Babygirl: Discretion is the Better Part of Adultery

By Liz Braun

Rating: C

Nicole Kidman plays a woman in need of a really good therapist in Babygirl, the erotic drama from writer/director Halina Reijn that debuted at the Toronto International Film Festival.

Much has been made of Kidman’s risk-taking performance here. The exact risk involved in having a camera right in your face while you pretend to have an orgasm is never specified, but okay.

Babygirl stars Kidman as Romy, a tightly-wound corporate executive with an apparently perfect life. She has a loving husband (Antonio Banderas, given nothing to do here), two terrific daughters, a great job and wonderful places to live — a fancy city apartment and a beautiful country house. 

Nicole Kidman and Harris Dickinson in Babygirl

She’s uptight as hell, though, and the intimation is that her sex life is somehow lacking. 

Inexplicably, she falls for a young intern, Samuel (Harris Dickinson), who has just started working at her company. She first sets eyes on Samuel outside the office, when he handily gains control of a large, runaway dog menacing people on the street. Romy stands frozen in fear, directly in the attacking dog’s path, just as Samuel reigns the animal in with a sharp whistle. 

“Ooh … foreshadowing,” thinks every astute viewer familiar with bad writing.

Sure enough, Samuel proves to be a guy who can keep Romy on a very short leash. She is surprised to discover he works for her, and soon enough their immediate attraction to one another finds expression.

When she’s not surreptitiously shoving his tie into her mouth like a gag, she is getting down on all fours in a seedy hotel room at his command. Romy often covers her face during sex, suggesting that her desires are somehow shameful; the mild-mannered humiliation and degradation Samuel provides must be enjoyable for her.

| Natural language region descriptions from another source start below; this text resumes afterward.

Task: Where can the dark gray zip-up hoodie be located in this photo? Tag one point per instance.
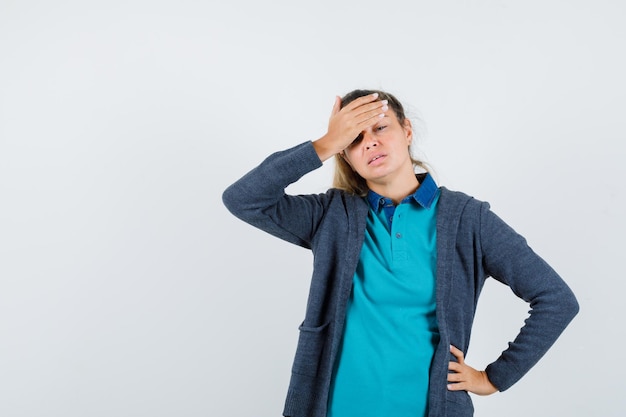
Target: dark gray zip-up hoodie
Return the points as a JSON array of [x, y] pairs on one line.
[[472, 244]]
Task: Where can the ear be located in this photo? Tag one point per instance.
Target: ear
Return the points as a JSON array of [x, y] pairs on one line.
[[408, 130]]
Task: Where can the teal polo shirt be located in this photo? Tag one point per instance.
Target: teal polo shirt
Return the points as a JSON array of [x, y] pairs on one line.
[[391, 329]]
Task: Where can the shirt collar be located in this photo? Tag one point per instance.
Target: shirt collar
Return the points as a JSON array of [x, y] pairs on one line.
[[424, 195]]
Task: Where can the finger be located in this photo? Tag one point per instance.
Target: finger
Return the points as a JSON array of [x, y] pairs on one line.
[[371, 115], [457, 353], [458, 386], [456, 377], [455, 367], [369, 107], [336, 106], [361, 101]]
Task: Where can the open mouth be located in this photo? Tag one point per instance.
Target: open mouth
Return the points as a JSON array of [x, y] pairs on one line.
[[375, 158]]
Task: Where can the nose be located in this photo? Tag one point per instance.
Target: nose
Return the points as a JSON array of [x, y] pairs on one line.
[[369, 141]]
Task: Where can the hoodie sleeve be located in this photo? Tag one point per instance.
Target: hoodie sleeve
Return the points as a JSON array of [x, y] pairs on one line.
[[508, 258], [259, 197]]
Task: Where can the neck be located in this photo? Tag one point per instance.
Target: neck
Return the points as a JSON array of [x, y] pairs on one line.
[[396, 189]]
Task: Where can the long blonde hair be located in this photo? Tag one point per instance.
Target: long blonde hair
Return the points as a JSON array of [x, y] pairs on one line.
[[345, 177]]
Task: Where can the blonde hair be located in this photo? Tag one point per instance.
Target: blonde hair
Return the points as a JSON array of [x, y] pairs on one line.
[[345, 177]]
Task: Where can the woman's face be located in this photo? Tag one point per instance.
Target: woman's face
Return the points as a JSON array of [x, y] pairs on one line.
[[380, 154]]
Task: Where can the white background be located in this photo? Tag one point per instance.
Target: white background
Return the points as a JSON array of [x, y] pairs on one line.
[[127, 289]]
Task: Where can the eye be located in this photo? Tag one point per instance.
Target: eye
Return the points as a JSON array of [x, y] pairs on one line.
[[357, 139]]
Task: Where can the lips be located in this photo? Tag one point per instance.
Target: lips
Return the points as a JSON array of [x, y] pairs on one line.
[[375, 158]]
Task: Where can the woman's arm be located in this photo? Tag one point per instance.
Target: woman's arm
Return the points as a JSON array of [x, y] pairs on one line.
[[508, 258]]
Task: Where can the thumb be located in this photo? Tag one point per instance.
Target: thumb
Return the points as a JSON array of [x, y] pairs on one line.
[[336, 106]]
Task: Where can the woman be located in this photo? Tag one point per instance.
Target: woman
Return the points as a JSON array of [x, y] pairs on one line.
[[398, 267]]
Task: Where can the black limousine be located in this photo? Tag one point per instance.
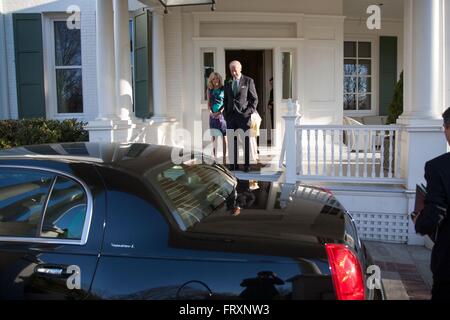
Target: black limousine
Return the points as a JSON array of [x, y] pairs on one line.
[[124, 221]]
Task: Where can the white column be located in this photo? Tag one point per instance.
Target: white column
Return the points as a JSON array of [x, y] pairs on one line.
[[423, 43], [159, 67], [124, 88], [106, 84]]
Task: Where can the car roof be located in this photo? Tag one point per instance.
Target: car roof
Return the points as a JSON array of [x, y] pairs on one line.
[[132, 156]]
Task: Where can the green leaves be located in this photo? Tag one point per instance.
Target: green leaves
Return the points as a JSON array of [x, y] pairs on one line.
[[15, 133], [396, 107]]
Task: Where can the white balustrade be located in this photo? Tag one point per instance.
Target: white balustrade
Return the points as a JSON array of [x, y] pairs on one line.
[[362, 154]]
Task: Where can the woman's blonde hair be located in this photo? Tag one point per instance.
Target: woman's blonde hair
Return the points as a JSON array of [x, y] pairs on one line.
[[211, 78]]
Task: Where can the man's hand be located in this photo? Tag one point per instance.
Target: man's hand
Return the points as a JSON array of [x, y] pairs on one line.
[[414, 216]]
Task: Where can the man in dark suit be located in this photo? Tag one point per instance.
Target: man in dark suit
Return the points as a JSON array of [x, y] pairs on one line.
[[240, 102], [433, 220]]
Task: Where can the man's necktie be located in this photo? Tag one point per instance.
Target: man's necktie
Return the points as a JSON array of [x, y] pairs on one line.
[[235, 87]]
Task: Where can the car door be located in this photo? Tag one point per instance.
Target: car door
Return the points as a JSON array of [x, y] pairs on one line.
[[48, 244]]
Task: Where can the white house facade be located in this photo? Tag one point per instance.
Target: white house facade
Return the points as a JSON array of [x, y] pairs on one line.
[[135, 73]]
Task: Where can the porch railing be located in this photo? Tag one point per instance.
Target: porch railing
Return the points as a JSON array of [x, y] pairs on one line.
[[360, 154]]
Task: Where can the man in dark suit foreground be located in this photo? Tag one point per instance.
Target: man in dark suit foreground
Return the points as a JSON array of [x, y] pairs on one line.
[[433, 220], [240, 102]]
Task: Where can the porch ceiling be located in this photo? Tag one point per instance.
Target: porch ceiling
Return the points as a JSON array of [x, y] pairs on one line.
[[391, 9]]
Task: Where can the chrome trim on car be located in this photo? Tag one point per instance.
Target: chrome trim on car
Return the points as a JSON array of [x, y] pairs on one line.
[[87, 220], [51, 157]]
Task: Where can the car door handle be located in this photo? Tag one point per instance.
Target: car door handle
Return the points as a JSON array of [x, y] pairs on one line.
[[54, 271]]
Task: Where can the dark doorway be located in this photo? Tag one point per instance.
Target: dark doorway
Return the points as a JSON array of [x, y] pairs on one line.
[[253, 66]]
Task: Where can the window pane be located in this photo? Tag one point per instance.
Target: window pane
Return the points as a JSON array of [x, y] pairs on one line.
[[364, 50], [67, 45], [364, 102], [287, 75], [349, 102], [22, 198], [69, 90], [208, 68], [350, 67], [364, 85], [66, 211], [350, 85], [195, 191], [365, 67], [350, 49]]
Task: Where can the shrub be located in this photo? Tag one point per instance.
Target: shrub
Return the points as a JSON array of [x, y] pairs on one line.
[[396, 107], [16, 133]]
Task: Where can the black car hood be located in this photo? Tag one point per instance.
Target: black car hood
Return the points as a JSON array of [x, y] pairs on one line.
[[279, 212]]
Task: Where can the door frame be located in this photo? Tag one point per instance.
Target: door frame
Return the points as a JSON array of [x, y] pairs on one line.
[[277, 46]]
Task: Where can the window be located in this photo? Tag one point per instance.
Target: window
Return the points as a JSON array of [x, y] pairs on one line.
[[207, 69], [66, 211], [67, 68], [357, 75], [37, 204], [23, 194], [287, 75], [195, 191]]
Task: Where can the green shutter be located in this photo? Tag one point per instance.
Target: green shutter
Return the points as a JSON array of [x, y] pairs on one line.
[[388, 72], [29, 65], [143, 79]]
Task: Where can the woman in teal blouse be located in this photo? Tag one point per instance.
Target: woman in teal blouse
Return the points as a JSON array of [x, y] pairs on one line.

Sadly, you won’t care. Neither Romy nor Samuel comes across as a particularly attractive person in any sense of the word — physically, mentally or emotionally. Or intellectually, psychologically, morally, philosophically, socially or, not to put too fine a point on this, any other way.

Their physical relationship seems highly unlikely in every element. It is weirdly mechanical and not remotely erotic, and worst of all, you never forget that you’re watching a movie. What are we missing here?

Babygirl appears to take a turn toward thriller turf when Samuel shows up unannounced at Romy’s country house, where she spends her weekends with her husband and daughters. There’s a moment when you wonder if the movie is going to veer into Fatal Attraction territory, but no such storytelling luck. Romy scolds Samuel for coming to the country house and says, “My family is everything to me, please don’t ever do that again.”

It’s been made obvious that risk and danger are an essential part of her kink, but apparently she draws the line somewhere … except that in what follows she appears ready to jettison her marriage, her children and her career. It’s stupid, it’s insulting and it’s infuriating.

When Romy tearfully confesses her indiscretions to her husband, he screams at her, “You jeopardized the most important thing - our children!” and it’s tough not to agree with him.

By the time he and Samuel engage in fisticuffs near the end of the film, you will note that Babygirl is just like any other dubious Hallmark Christmas movie, only with sex scenes.

Movies with famous actors engaged in simulated sex scenes always draw a lot of attention. But it’s a rare film that lives up to all the hoopla. This season, that rare film is Queer, with Daniel Craig. Glad you asked.

Babygirl: Written and directed by Halina Reijn, starring Nicole Kidman, Antonio Banderas, Harris Dickinson. In theatres December 25.